"Let $T$ be a projection operator on a finite dimensional inner product space $V$ such that $\|T(x)\| \leq \|x\|$ for all $x \in V$. Prove that $T$ is an orthogonal projection."
If I try to prove this by way of contradiction, what is the particular element in $V$ that I can take such that the given inequality doesn't hold? Any other way of solving this problem is also welcome.
Let $W = \ker(T)$ and $U = \operatorname{im}(T)$ so that $V = W \oplus U$ (because $T$ is a projection). To prove that $T$ is orthogonal, it is enough to show that $U \subseteq W^{\perp}$ because $\dim U = \dim V - \dim W = \dim W^{\perp}$ so if $U \subseteq W^{\perp}$ then $U = W^{\perp}$.
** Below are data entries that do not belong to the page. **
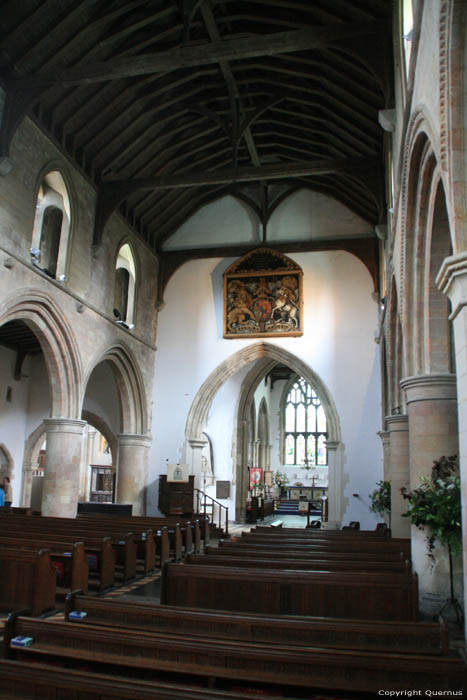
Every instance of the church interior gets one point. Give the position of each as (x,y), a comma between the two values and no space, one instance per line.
(233,284)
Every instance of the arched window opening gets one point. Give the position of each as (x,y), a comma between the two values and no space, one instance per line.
(50,240)
(125,284)
(51,233)
(305,431)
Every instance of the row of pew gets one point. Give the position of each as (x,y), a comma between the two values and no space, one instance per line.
(42,559)
(202,643)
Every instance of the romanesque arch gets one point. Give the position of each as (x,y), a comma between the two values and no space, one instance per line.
(40,312)
(130,386)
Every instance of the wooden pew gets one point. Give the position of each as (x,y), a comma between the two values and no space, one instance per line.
(190,529)
(360,595)
(20,680)
(320,534)
(123,541)
(27,580)
(309,564)
(280,667)
(98,550)
(334,633)
(70,557)
(387,547)
(343,543)
(228,548)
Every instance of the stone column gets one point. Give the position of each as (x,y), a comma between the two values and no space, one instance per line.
(132,470)
(398,472)
(452,281)
(385,441)
(433,432)
(65,441)
(335,485)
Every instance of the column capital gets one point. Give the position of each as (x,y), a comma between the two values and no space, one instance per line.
(452,281)
(133,439)
(65,425)
(430,387)
(396,423)
(332,444)
(197,444)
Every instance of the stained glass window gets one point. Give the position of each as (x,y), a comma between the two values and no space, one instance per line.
(305,432)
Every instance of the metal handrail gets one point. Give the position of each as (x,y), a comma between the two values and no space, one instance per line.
(205,502)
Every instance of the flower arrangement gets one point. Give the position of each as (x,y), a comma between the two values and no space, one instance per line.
(436,505)
(381,499)
(280,480)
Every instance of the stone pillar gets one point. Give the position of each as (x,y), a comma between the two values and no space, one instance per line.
(452,281)
(433,432)
(398,472)
(65,441)
(335,485)
(385,441)
(132,470)
(86,476)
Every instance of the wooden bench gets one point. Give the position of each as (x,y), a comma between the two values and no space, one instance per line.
(98,551)
(242,548)
(334,633)
(314,538)
(312,533)
(309,564)
(190,529)
(27,580)
(123,543)
(69,560)
(241,663)
(20,680)
(360,595)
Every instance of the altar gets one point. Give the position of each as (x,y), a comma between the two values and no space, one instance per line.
(310,493)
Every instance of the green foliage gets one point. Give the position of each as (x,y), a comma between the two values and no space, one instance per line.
(436,505)
(381,498)
(280,479)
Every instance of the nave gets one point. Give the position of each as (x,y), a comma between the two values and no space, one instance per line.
(269,611)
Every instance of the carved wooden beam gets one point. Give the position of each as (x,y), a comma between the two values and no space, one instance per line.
(113,192)
(199,55)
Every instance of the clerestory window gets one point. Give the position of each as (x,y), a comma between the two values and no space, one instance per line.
(305,431)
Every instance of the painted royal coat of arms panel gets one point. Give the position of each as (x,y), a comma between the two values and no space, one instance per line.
(263,296)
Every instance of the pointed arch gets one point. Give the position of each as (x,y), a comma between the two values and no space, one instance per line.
(199,410)
(130,386)
(62,358)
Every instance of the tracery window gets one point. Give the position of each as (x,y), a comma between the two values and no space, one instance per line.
(305,431)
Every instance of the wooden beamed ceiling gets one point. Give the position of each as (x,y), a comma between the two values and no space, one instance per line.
(168,104)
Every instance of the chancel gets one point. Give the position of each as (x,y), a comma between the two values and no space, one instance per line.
(233,273)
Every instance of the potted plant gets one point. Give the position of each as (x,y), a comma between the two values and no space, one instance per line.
(281,481)
(436,506)
(381,500)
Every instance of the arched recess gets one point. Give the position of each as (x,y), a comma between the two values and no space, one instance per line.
(6,462)
(38,311)
(95,421)
(125,283)
(32,449)
(265,356)
(263,434)
(51,235)
(130,387)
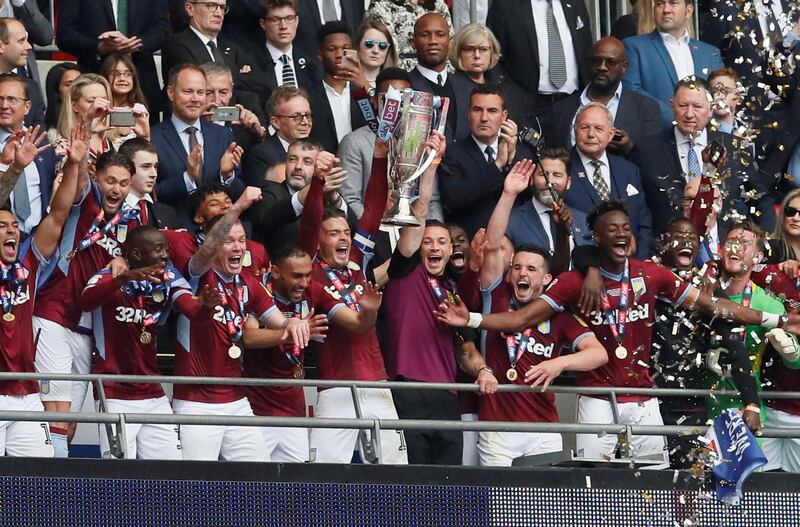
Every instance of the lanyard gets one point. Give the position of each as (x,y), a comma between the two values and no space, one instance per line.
(617,320)
(96,232)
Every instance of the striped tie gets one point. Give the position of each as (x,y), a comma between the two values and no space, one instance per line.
(287,74)
(555,50)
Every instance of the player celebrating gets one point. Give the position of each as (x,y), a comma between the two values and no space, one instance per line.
(21,268)
(532,355)
(631,287)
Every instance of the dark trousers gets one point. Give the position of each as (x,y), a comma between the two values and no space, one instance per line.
(430,447)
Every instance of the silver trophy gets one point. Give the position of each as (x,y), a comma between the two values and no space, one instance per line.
(417,114)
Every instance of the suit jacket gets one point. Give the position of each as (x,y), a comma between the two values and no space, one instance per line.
(637,114)
(525,226)
(663,181)
(171,187)
(512,24)
(462,89)
(82,21)
(469,186)
(651,71)
(186,46)
(626,185)
(324,129)
(310,22)
(269,152)
(262,81)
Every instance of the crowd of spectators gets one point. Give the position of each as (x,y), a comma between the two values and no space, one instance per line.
(622,208)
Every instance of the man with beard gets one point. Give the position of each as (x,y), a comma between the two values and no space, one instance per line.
(98,226)
(20,273)
(623,326)
(533,355)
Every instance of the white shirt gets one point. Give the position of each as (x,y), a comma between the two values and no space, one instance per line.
(340,108)
(679,52)
(495,145)
(588,168)
(33,182)
(540,23)
(684,143)
(431,75)
(206,39)
(276,55)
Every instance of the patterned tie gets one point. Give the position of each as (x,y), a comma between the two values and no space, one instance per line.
(692,163)
(555,50)
(287,73)
(599,183)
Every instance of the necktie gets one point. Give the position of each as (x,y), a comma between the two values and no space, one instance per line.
(692,163)
(22,203)
(598,181)
(287,73)
(122,16)
(555,50)
(143,215)
(328,11)
(215,52)
(192,131)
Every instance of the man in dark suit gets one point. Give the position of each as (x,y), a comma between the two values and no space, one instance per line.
(597,176)
(635,116)
(14,54)
(351,12)
(31,194)
(92,29)
(669,159)
(278,62)
(336,114)
(548,75)
(200,42)
(473,170)
(192,152)
(432,42)
(290,115)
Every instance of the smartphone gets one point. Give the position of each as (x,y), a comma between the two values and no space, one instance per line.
(122,117)
(226,113)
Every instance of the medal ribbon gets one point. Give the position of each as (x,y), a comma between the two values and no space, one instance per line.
(96,232)
(617,320)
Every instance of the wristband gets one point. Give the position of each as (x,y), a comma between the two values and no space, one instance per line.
(475,320)
(770,320)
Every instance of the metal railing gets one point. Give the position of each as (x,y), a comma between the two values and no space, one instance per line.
(371,445)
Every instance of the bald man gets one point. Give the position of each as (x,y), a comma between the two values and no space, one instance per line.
(635,115)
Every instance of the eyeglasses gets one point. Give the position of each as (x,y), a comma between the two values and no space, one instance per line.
(382,44)
(213,7)
(10,99)
(298,117)
(790,212)
(276,20)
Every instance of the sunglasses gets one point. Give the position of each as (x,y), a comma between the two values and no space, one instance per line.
(382,44)
(791,212)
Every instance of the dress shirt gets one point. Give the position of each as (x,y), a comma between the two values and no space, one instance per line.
(276,55)
(33,182)
(205,39)
(340,108)
(540,23)
(605,170)
(684,143)
(679,52)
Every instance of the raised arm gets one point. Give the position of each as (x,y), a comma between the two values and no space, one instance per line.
(202,259)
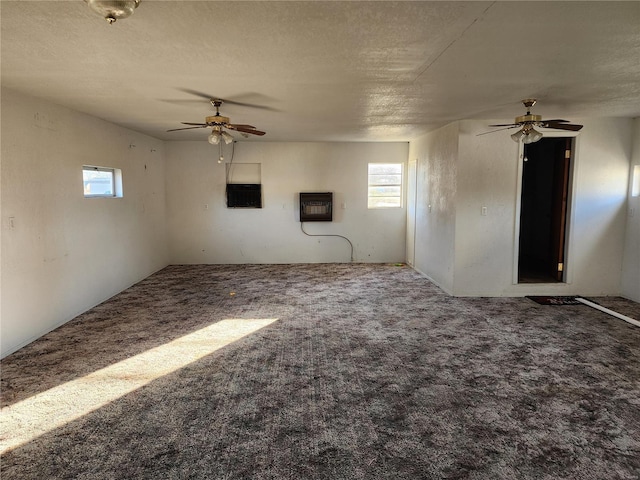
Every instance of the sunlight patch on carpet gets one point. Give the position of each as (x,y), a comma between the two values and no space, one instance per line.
(34,416)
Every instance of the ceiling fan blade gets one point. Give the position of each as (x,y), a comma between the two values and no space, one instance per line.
(555,120)
(239,128)
(562,126)
(185,128)
(498,130)
(225,100)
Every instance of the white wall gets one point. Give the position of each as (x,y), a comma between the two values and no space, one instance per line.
(471,254)
(216,234)
(64,253)
(436,154)
(631,264)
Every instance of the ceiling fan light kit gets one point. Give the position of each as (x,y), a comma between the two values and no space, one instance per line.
(112,10)
(527,133)
(218,123)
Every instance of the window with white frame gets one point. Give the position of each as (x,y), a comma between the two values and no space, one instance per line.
(101,181)
(385,185)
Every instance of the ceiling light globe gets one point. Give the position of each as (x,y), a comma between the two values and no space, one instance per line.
(532,136)
(226,137)
(517,136)
(113,10)
(214,138)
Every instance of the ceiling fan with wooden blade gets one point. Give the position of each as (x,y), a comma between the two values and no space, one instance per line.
(528,122)
(218,123)
(228,101)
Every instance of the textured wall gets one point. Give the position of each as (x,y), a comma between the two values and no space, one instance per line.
(62,253)
(203,230)
(435,210)
(472,254)
(631,263)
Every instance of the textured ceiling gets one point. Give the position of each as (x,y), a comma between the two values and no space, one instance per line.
(326,71)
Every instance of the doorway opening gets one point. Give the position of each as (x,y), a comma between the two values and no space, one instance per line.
(543,210)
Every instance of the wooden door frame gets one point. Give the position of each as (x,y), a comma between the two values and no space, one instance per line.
(573,176)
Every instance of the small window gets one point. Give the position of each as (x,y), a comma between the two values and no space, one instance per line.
(385,185)
(101,181)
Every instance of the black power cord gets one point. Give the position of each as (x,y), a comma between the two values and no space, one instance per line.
(327,235)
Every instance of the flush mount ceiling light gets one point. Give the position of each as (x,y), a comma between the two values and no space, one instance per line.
(113,10)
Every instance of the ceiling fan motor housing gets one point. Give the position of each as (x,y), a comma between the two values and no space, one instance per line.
(529,118)
(219,119)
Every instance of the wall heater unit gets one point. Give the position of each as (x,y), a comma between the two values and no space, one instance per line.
(316,207)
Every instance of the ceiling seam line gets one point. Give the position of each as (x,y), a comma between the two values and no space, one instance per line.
(427,67)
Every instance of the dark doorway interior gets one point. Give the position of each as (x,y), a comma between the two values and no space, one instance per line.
(545,187)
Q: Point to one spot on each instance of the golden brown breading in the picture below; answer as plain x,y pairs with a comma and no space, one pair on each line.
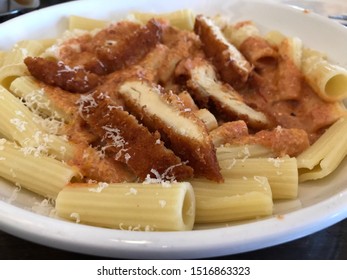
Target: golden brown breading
132,48
100,168
75,79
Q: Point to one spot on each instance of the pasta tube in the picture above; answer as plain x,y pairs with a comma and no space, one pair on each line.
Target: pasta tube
131,206
42,175
28,89
282,173
19,124
21,50
204,188
324,156
83,23
235,199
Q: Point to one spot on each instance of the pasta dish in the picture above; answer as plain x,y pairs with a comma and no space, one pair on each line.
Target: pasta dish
161,122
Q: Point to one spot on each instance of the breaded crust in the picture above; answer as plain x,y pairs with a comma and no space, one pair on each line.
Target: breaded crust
132,48
205,86
75,79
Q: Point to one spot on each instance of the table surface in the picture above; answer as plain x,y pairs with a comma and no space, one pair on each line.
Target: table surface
327,244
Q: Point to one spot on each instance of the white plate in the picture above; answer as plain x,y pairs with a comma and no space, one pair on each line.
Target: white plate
320,204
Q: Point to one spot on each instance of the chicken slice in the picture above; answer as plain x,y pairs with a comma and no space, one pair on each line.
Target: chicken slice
130,142
203,81
228,60
184,132
73,79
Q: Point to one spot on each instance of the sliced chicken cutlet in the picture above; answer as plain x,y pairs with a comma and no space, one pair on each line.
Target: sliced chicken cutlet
228,60
130,142
184,132
205,86
72,79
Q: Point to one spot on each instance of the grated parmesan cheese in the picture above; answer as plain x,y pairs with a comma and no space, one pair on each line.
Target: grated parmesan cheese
162,203
101,186
75,216
19,124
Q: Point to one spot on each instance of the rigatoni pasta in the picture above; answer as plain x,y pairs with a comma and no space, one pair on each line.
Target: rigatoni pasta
129,206
40,174
179,87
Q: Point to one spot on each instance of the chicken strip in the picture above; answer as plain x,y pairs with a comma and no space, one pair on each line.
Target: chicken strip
230,63
205,87
75,79
184,132
130,142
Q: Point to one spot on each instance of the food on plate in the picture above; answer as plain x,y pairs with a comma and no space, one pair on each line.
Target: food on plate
165,121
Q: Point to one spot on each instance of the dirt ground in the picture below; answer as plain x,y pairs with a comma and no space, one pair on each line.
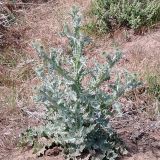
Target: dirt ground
139,127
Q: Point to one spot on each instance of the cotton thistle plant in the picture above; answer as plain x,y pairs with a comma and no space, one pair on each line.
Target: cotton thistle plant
77,116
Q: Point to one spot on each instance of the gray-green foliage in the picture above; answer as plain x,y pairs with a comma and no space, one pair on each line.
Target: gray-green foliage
111,14
77,115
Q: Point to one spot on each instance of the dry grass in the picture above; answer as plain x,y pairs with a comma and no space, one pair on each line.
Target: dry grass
17,77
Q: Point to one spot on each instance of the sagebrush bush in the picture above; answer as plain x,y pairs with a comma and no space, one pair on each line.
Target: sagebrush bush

Let $u \in U$ and $w' \in W$. Decompose $u$ as $u = w + w^{\perp}$ for $w \in W$ and $w^{\perp} \in W^{\perp}$. Then
$$ \| w \|^2 + \| w^{\perp} \|^2 = \| u \|^2 = \| Tu \|^2 = \| Tw^{\perp} \|^2 \leq \| w^{\perp} \|^2 $$
which implies that $\| w \|^2 = 0$ so $w = 0$ and $u = w^{\perp} \in W^{\perp}$.